Overall, federalism has been good for the gay marriage recognition movement. It may not look like it, given all the states where voters actually approved bans. But the possibility of federal gay marriage recognition would not have even happened had some other states chosen otherwise and begun recognizing gay marriage. The world did not end. The world is nowhere near ending. More and more Americans have come to realize that letting gay people marry doesn't actually cause any problems.

I wrote back in 2012 that federalism isn't necessarily the enemy of gay marriage. Conor Friedersdorf recently wrote his own take over at The Atlantic. Sen. Ted Cruz (R-Texas), a likely contender for the 2016 Republican presidential nomination, has the idea, as an opponent of gay marriage, that federalism can be harnessed to hold back the tide. He is reintroducing the State Marriage Defense Act, which would require the federal government to recognize each state's definition of marriage and not overrule them with its own guidelines. From his announcement:

"Even though the Supreme Court made clear in United States v. Windsor that the federal government should defer to state 'choices about who may be married,' the Obama Administration has disregarded state marriage laws enacted by democratically-elected legislatures to uphold traditional marriage," said Sen. Cruz. "I support traditional marriage and we should reject attempts by the Obama Administration to force same-sex marriage on all 50 states. The State Marriage Defense Act helps safeguard the ability of states to preserve traditional marriage for their citizens."

In Windsor, the Supreme Court improperly struck down a federal statute, Section 3 of the Defense of Marriage Act (DOMA), that defined marriage for purposes of federal law as the union of one man and one woman.  At the same time, the Supreme Court reaffirmed the states' longstanding authority to define marriage.

Unfortunately, the Obama Administration has overruled that state authority, as various federal agencies are recognizing same-sex marriages in states that only recognize traditional marriage, creating what the Windsor decision condemned: "two contradictory marriage regimes in the same state."

The State Marriage Defense Act remedies this problem by requiring that the federal government defer to the law of the state where a couple resides to determine whether the couple is married for purposes of federal law.

So if a state refuses to recognize same-sex marriages, then the federal government couldn't, for example, extend benefits or allow for tax breaks to gay couples in that state that are based on marital status, even if they were legally married in another state.

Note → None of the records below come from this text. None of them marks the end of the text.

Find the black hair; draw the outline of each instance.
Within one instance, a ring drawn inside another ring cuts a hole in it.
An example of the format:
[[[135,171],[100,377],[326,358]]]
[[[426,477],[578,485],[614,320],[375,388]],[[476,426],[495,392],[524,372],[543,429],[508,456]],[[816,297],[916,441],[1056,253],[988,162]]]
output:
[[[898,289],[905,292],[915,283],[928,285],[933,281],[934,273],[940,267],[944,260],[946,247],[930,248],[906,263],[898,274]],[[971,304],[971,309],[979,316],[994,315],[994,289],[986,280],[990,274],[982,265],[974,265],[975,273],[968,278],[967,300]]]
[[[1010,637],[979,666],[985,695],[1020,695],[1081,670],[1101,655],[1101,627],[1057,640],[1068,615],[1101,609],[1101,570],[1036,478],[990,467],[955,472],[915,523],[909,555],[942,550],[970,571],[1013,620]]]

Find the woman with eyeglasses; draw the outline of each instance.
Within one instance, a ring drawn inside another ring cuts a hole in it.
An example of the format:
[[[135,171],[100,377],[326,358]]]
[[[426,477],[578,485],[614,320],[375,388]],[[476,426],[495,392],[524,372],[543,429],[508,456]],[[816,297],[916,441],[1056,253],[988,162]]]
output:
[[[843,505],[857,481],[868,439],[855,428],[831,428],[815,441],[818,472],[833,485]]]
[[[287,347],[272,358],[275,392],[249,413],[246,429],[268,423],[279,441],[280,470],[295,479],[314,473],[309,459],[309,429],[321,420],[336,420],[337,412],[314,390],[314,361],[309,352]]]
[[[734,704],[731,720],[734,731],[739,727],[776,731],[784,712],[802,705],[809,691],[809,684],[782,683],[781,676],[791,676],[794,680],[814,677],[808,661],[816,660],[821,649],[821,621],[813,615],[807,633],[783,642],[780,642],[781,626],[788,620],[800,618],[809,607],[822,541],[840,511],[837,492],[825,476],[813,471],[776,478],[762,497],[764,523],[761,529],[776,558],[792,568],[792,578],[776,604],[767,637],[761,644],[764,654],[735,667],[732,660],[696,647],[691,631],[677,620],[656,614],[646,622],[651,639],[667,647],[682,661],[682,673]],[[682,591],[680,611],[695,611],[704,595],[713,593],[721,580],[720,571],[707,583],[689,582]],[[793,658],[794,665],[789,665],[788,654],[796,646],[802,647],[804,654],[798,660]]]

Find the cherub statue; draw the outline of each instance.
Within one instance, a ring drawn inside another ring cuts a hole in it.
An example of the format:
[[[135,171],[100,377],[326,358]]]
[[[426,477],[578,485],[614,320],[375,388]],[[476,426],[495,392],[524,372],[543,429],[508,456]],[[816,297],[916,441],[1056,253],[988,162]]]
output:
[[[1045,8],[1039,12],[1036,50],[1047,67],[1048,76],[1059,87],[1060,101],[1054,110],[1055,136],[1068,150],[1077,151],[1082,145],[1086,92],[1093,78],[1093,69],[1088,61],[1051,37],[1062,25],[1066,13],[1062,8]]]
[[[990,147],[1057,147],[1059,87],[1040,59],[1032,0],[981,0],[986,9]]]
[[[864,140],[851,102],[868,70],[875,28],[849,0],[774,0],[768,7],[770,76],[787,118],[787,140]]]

It's not really worth analyzing the potential impacts of such a bill because it's most certainly doomed, even in the new Republican Congress. Could something like this get a veto-proof majority, even if it actually passed? I doubt it. Even if Cruz attempted to attach it to other legislation, there would likely be way too many howls about it.

More importantly, the Supreme Court is taking up gay marriage this summer, and all signs indicate they're about to make this all moot. The Supreme Court will take up the question of whether bans on gay marriage recognition are violations of the 14th Amendment. There are some pretty strong indications that the court is going to rule in favor of the gay couples, which would mandate gay marriage recognition in all states, thus making Cruz's effort pointless.

Cruz is aware of this possibility as well, which is why his statement ended with an announcement that later this year (after the Supreme Court ruling, one imagines) he will "introduce a constitutional amendment to further protect marriage and prevent judicial activism" by declaring that marriage is a policy question for the state legislatures. Such an amendment will go absolutely nowhere, but can be a concrete proposal he can bring up to appeal to Republican Party's religious conservatives during the primaries.